Primo: è un ritornello che ho sentito fin troppo spesso uscire dalla bocca di Michael.

Secondo: ci sono tutti i presupposti perché il piano fallisca miseramente; ma, a quanto pare, sono l'unico a vedere questo.

Il rumore di alcuni passi che rimbombano nel silenzio più assoluto mi strappa dai miei pensieri negativi: dall'ombra, avvolto in un completo estremamente elegante che stona con l'ambiente che lo circonda, appare il marito di Sara, l'uomo che non mi ha convinto fin dal primo momento in cui i miei occhi si sono posati sul suo viso, l'artefice di questo enorme gioco perverso.

Poseidone: l'agente corrotto della CIA.

All'anagrafe, Jacob Ness.

L'osservo in silenzio, senza perdermi una sola delle sue mosse, scambiare qualche battuta con Scofield, e quando quest'ultimo gli punta contro la canna lucida di una pistola, vedo chiaramente le sue labbra piegarsi in un sorriso compiaciuto, e per la prima volta sento la sua voce.

"Avevo previsto questa mossa da parte tua" dice, scandendo le parole con alterigia "e di conseguenza non sono venuto impreparato".

Schiocca le dita della mano destra e dall'ombra appare una donna bionda, uno dei due sicari che hanno aggredito me e Kellerman: la sua mano sinistra è saldamente stretta attorno al braccio di un bambino di sette anni, mentre nell'altra impugna una revolver puntata contro la testa del piccolo, che ha gli occhi arrossati e spalancati.

Benjamin.

Un velo rosso cala davanti ai miei occhi, togliendomi completamente la capacità di ragionare con lucidità.

"Allontana immediatamente quella pistola dalla testa di mio figlio" urlo, uscendo dal nascondiglio, mandando letteralmente a puttane l'intero piano; gli occhi di Ben si posano in automatico sul mio viso, e non riesce più a trattenere le lacrime ed i singhiozzi.

"Papà..."

"Benjamin, non ti preoccupare, non permetterò loro di toglierti un solo capello. Andrà tutto bene, tesoro, te lo prometto. Ed io mantengo sempre le mie promesse, ricordatelo"

"E tu prova a fare un solo passo e sarai costretto ad asciugare la materia cerebrale di tuo figlio con uno strofinaccio" mi minaccia Jacob, prima di rivolgersi di nuovo a Michael, allungando il braccio destro "dammi quella pistola, Scofield, non te lo chiederò una seconda volta. O vuoi avere sulla coscienza la vita di un ragazzino innocente?
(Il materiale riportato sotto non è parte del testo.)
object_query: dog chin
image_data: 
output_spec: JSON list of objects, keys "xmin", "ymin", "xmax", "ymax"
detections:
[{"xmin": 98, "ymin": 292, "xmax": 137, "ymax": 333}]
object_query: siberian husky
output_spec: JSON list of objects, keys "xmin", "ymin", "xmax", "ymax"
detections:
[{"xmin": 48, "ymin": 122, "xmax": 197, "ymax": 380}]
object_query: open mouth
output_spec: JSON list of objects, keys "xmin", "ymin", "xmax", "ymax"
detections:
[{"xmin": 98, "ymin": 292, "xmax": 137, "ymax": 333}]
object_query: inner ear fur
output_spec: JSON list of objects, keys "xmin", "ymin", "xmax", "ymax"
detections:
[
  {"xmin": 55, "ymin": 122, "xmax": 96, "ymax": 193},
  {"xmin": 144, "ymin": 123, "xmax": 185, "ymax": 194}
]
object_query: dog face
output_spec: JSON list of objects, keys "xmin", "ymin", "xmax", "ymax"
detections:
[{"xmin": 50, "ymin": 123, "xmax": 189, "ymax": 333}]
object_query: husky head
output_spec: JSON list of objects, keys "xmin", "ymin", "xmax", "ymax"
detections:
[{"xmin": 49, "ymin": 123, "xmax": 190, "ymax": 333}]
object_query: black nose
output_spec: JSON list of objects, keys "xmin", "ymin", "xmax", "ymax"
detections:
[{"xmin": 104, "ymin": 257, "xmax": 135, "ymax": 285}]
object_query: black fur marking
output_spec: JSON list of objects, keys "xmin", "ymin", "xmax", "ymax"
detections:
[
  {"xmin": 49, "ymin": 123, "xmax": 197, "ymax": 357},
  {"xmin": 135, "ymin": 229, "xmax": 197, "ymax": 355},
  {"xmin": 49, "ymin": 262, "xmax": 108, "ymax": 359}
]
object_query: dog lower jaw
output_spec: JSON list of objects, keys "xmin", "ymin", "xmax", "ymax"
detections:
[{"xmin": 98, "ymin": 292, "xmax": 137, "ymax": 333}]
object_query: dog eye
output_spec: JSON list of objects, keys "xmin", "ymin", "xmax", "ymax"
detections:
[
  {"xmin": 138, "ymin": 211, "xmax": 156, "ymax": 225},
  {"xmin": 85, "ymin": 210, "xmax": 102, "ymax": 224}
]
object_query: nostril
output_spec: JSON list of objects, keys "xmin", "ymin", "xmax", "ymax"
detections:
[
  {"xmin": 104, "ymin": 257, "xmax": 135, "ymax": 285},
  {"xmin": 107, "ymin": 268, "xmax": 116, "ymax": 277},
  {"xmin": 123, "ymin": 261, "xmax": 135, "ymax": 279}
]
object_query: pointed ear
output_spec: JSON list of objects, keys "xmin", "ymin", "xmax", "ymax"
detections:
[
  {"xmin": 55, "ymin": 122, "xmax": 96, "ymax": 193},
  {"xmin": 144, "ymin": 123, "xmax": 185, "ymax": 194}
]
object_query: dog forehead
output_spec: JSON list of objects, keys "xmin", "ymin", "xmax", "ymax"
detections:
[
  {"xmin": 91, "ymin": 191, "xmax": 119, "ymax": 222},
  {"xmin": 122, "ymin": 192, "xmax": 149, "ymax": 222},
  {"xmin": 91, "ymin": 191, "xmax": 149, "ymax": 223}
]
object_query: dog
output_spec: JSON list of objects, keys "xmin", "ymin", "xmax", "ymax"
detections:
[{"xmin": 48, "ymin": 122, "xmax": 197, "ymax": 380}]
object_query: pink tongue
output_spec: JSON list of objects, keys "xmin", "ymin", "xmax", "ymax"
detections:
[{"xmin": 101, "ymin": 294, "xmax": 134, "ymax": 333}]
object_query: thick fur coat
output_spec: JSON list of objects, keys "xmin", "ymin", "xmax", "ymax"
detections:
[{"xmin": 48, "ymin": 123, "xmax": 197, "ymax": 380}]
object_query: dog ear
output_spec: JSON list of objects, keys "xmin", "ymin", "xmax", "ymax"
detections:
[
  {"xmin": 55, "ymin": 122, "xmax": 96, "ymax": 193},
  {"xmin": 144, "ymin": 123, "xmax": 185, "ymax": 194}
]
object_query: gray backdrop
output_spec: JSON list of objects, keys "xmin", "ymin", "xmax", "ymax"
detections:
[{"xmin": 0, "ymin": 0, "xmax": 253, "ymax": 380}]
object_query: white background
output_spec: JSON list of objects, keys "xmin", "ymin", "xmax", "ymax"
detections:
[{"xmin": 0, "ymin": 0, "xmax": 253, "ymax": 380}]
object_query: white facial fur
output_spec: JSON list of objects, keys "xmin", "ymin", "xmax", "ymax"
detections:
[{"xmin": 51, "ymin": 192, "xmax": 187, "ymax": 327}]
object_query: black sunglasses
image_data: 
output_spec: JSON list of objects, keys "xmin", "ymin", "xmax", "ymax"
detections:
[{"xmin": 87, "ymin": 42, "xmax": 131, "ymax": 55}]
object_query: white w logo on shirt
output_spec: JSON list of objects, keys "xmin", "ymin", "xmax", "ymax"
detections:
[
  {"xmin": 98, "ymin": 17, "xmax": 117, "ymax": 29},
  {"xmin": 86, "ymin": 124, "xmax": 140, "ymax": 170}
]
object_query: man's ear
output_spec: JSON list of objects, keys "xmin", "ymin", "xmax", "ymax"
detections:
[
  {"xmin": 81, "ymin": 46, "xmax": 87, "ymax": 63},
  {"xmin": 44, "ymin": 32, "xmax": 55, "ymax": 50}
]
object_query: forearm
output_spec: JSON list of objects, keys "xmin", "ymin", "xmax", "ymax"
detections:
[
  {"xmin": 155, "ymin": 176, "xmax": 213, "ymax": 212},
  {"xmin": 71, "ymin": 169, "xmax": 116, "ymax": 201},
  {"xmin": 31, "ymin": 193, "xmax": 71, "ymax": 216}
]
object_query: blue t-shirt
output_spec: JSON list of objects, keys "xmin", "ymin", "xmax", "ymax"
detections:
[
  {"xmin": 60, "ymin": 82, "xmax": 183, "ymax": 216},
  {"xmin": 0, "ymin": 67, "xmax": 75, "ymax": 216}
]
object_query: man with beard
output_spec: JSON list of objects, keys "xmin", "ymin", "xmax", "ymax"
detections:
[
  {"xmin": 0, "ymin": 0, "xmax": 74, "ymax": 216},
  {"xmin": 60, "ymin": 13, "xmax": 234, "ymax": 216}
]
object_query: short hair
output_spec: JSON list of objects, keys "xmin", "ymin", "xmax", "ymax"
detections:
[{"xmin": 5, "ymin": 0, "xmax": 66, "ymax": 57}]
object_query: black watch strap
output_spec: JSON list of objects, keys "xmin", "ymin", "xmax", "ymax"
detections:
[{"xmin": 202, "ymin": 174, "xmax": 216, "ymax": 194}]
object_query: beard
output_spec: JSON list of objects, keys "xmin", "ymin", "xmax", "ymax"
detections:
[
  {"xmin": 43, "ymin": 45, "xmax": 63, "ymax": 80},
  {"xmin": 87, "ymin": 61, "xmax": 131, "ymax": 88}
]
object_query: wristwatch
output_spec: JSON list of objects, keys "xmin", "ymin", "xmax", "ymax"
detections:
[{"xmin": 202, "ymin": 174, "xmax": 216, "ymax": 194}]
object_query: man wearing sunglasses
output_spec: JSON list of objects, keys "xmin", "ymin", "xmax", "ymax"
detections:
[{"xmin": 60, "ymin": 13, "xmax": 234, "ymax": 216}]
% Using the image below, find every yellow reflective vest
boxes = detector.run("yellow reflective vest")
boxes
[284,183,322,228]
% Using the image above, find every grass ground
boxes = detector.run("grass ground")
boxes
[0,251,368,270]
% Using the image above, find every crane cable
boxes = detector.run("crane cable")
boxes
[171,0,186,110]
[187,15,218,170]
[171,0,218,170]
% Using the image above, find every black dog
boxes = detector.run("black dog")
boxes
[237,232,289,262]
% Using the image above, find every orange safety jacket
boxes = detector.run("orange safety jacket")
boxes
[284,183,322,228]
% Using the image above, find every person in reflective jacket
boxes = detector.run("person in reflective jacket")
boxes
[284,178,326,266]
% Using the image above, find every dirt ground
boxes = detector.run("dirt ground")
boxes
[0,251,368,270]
A te la scelta".

Michael non pronuncia una sola parola: lentamente abbassa l'arma ed è costretto a consegnarla nelle mani del suo nemico; la donna bionda, però, non accenna ad allontanare la sua da mio figlio.

"Abbassa quella pistola" sibila Nicole, poco lontana da me, con una luce inquietante che le brilla negli occhi "abbassa quella pistola, maledizione, è solo un bambino di sette anni. Lui non c'entra nulla in tutta questa storia"
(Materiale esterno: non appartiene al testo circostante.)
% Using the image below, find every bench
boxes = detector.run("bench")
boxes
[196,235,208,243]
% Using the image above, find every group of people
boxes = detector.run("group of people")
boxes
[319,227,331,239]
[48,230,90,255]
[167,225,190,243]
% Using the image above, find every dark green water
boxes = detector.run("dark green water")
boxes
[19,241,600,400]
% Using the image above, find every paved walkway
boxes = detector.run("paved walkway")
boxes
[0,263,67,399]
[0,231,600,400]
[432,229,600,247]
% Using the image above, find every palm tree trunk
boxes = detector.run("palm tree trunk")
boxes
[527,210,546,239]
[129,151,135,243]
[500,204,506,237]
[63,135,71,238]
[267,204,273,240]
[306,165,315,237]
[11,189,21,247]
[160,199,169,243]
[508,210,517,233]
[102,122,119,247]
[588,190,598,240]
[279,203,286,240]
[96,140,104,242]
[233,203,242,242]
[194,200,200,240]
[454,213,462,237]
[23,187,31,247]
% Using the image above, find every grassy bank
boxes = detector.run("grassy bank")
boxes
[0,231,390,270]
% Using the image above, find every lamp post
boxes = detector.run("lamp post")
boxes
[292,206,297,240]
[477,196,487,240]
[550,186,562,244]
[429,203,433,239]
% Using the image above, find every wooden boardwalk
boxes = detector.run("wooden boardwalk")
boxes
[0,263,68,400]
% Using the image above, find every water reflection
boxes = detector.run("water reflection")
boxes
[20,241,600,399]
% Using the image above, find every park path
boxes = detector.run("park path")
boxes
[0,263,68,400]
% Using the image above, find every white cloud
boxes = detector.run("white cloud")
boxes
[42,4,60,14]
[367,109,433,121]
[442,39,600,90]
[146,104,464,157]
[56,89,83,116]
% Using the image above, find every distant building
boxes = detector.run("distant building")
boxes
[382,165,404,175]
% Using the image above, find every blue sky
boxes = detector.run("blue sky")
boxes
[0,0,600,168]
"Non un solo passo in avanti" le ordina il sicario, ripetendo le parole del suo Capo, puntando la canna nera e lucente contro il viso della mia ex compagna.

Capisco che è il momento di agire, che un'occasione simile non si ripeterà una seconda volta, e che ho pochissimi secondi a mia disposizione.

Aggredisco la bionda con un urlo, cogliendola totalmente alla sprovvista, cercando di disarmarla; ma commetto un enorme errore sottovalutando le sue capacità fisiche e me ne accorgo quando, ormai, è troppo tardi per tornare indietro: con un gesto rapido e fulmineo, degno di un gatto, s'impossessa nuovamente della revolver, posa la canna contro il mio petto e preme il grilletto.

Il rumore dello sparo riecheggia per tutto il vecchio magazzino, confondendosi e mischiandosi con un urlo femminile proveniente dalla mia destra.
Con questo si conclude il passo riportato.